We are an multi-disciplinary team of computational and experimental scientists focused on shortening the traditional time-to-development for antiviral drugs by integrating artificial intelligence (AI) and machine learning (ML), high-performance computing (HPC), and high-throughput experimental screening into every step of the drug design process to identify novel viral targets and develop safe and effective antiviral therapeutics.

In order to rapidly respond to key viral pathogens and their variants by developing and we have designed three Antiviral Platforms: (1) AntiSense Oligonucleotides (ASOs), (2) Small-interfering RNAs (siRNAs), and (3) Small Molecules targeting structured viral RNA knots and other viral RNA structures. These will be used to validate targets and will be developed into biotherapeutics that will be optimized for aerosolized airway delivery.

The Structural Biology Team is lead by David Eisenberg who is a world authority on structural biology and is supported by Larissa Podust, Jose Rodriguez and Todd Yeates. The Team is building on the combined structural determination capacity at UCLA and UCSD to further COVID19 drug discovery and development. In the past 5 years alone, the members of the team have deposited >200 atomic-resolution structures in the protein structure data base PDB using cutting edge techniques like X-ray diffraction, cryoEM and microED.

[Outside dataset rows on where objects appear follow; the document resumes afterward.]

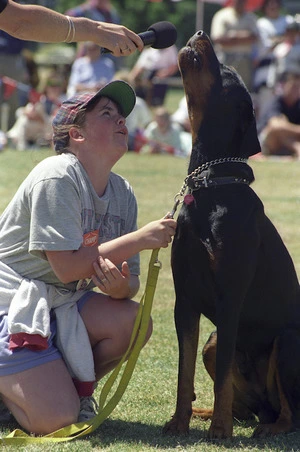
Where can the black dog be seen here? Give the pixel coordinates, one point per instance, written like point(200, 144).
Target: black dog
point(230, 264)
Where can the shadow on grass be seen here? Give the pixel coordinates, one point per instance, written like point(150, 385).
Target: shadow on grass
point(132, 433)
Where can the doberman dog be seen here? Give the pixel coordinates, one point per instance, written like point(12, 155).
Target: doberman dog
point(230, 264)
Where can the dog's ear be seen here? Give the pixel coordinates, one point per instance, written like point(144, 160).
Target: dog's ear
point(250, 144)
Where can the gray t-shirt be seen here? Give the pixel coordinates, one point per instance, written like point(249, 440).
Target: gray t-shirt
point(56, 208)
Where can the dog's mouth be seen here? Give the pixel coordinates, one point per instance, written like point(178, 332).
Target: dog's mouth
point(197, 51)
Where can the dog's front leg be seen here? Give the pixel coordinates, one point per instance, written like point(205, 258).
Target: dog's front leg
point(222, 424)
point(187, 327)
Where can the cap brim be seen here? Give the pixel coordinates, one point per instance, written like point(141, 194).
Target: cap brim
point(121, 93)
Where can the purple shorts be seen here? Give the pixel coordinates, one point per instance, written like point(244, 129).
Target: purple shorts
point(12, 362)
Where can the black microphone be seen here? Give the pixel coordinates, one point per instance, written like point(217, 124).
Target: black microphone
point(159, 36)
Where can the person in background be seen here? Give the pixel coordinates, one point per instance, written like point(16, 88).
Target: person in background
point(71, 226)
point(13, 65)
point(151, 71)
point(98, 10)
point(161, 136)
point(91, 71)
point(287, 53)
point(138, 119)
point(279, 128)
point(234, 33)
point(272, 27)
point(37, 23)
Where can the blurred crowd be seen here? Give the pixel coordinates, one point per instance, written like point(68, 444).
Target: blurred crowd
point(263, 46)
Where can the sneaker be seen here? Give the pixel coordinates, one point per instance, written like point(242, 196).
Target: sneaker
point(88, 408)
point(5, 415)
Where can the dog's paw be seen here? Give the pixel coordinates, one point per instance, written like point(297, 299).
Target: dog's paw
point(177, 426)
point(264, 430)
point(220, 430)
point(203, 413)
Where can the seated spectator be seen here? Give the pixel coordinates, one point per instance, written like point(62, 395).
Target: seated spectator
point(279, 129)
point(163, 137)
point(53, 94)
point(32, 127)
point(234, 33)
point(272, 28)
point(90, 72)
point(287, 54)
point(3, 140)
point(181, 116)
point(150, 72)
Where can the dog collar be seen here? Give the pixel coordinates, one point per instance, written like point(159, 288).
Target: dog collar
point(195, 181)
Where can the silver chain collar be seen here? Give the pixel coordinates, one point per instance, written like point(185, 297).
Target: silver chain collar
point(178, 199)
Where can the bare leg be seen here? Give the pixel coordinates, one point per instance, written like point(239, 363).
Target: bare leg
point(281, 134)
point(42, 399)
point(109, 323)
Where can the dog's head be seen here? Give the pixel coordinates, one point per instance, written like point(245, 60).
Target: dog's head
point(219, 104)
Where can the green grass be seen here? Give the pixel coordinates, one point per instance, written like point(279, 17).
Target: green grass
point(149, 401)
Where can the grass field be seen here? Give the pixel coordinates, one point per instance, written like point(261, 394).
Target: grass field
point(149, 401)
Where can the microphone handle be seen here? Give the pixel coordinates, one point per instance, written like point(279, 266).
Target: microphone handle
point(148, 37)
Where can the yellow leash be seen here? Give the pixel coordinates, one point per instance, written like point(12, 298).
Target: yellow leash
point(74, 431)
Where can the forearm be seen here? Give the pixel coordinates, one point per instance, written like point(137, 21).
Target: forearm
point(37, 23)
point(75, 265)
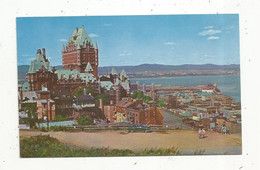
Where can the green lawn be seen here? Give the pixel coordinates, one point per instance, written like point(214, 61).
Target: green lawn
point(46, 146)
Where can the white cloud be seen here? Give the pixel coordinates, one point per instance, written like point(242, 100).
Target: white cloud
point(169, 43)
point(209, 27)
point(26, 55)
point(107, 25)
point(63, 40)
point(125, 53)
point(213, 38)
point(209, 32)
point(92, 35)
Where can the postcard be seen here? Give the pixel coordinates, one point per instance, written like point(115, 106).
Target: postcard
point(151, 85)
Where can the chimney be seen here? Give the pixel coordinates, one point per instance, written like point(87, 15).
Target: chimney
point(84, 92)
point(21, 94)
point(138, 85)
point(144, 88)
point(39, 51)
point(117, 95)
point(101, 104)
point(111, 102)
point(152, 86)
point(43, 52)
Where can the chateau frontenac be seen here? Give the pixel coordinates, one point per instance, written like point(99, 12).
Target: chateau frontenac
point(80, 68)
point(79, 51)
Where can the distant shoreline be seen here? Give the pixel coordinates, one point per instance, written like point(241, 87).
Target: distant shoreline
point(141, 78)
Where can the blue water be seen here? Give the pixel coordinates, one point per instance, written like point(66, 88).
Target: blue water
point(229, 85)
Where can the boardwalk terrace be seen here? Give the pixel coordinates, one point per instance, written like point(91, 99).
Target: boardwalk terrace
point(80, 51)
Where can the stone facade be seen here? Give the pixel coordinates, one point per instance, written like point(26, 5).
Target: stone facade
point(80, 51)
point(40, 74)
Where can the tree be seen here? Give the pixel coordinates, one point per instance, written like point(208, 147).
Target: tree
point(141, 95)
point(84, 119)
point(32, 118)
point(161, 103)
point(104, 97)
point(79, 91)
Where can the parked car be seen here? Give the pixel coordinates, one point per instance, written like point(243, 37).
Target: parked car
point(138, 127)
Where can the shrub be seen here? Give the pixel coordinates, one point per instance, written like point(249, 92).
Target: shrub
point(60, 118)
point(84, 119)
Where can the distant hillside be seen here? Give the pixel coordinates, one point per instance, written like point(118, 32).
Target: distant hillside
point(159, 67)
point(22, 69)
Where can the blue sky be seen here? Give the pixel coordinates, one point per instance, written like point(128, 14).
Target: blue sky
point(134, 40)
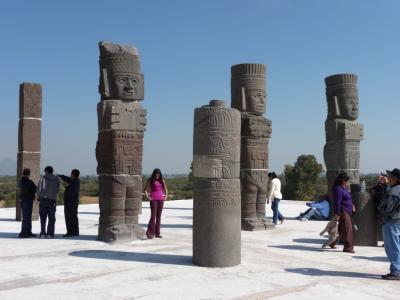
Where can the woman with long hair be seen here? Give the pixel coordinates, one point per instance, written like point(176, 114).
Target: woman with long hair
point(343, 208)
point(275, 196)
point(156, 191)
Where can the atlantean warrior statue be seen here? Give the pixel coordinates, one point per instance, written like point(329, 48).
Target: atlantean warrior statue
point(121, 121)
point(343, 133)
point(29, 136)
point(248, 92)
point(216, 190)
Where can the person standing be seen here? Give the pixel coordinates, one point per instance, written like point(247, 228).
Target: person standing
point(71, 201)
point(48, 187)
point(343, 208)
point(275, 196)
point(156, 191)
point(27, 191)
point(389, 208)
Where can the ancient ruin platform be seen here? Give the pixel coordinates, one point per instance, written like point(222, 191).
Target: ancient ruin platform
point(284, 263)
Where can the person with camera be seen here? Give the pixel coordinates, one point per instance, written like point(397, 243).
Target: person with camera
point(71, 201)
point(389, 208)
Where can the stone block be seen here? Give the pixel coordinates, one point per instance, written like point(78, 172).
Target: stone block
point(119, 115)
point(365, 218)
point(216, 222)
point(29, 135)
point(119, 152)
point(30, 100)
point(216, 146)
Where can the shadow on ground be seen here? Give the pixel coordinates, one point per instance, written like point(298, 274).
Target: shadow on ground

The Efficacy Testing Team is drawing on the latest developments in viral infection models using primary human Air Liquid Interface cultures, stem cell technologies and systems genetically engineered via CRISPR to test for safe and efficacious drug candidates in a wide variety of viral species.

We focus on the generation high quality pharmacokinetic (PK) data to help optimize drugs as antivirals and advance investigational compounds toward clinical candidacy.

The Encoded Libraries team builds combinatorial libraries and develops novel screening technology to discover ligands of predicted high-value antiviral targets. Screening output fuels machine learning models to inform virtual screening and medicinal chemistry hit expansion to optimize molecules for translation to the clinic. 

We will guide the lead selection via DMPK/penetration in advanced models, manufacturability, and formulation in collaboration with our industry partners. We will will also assess antiviral resistance with combinations of candidate molecules to enhance antiviral properties and efficacy against as many viral species as possible.

To develop and optimize potent active site and allosteric inhibitors. Also determines the potential for resistance to these protease inhibitors and develops mitigation strategies. Protease inhibitors have had a major impact on HIV and HCV therapies and developing novel protease inhibitors and understanding their potential for resistance could have great impact for SARS-CoV-2 and other future pandemics.

The Medicinal Chemistry team is made up of personnel with over 200 years of cumulative experience in medicinal chemistry, of which many were spent in the drug discovery industry – both in drug discovery as well as pre-clinical drug development. Our main focus is to transform small molecule candidates into safe and effective drugs that can be easily manufactured at scale for broad use and work against as many different viruses as possible.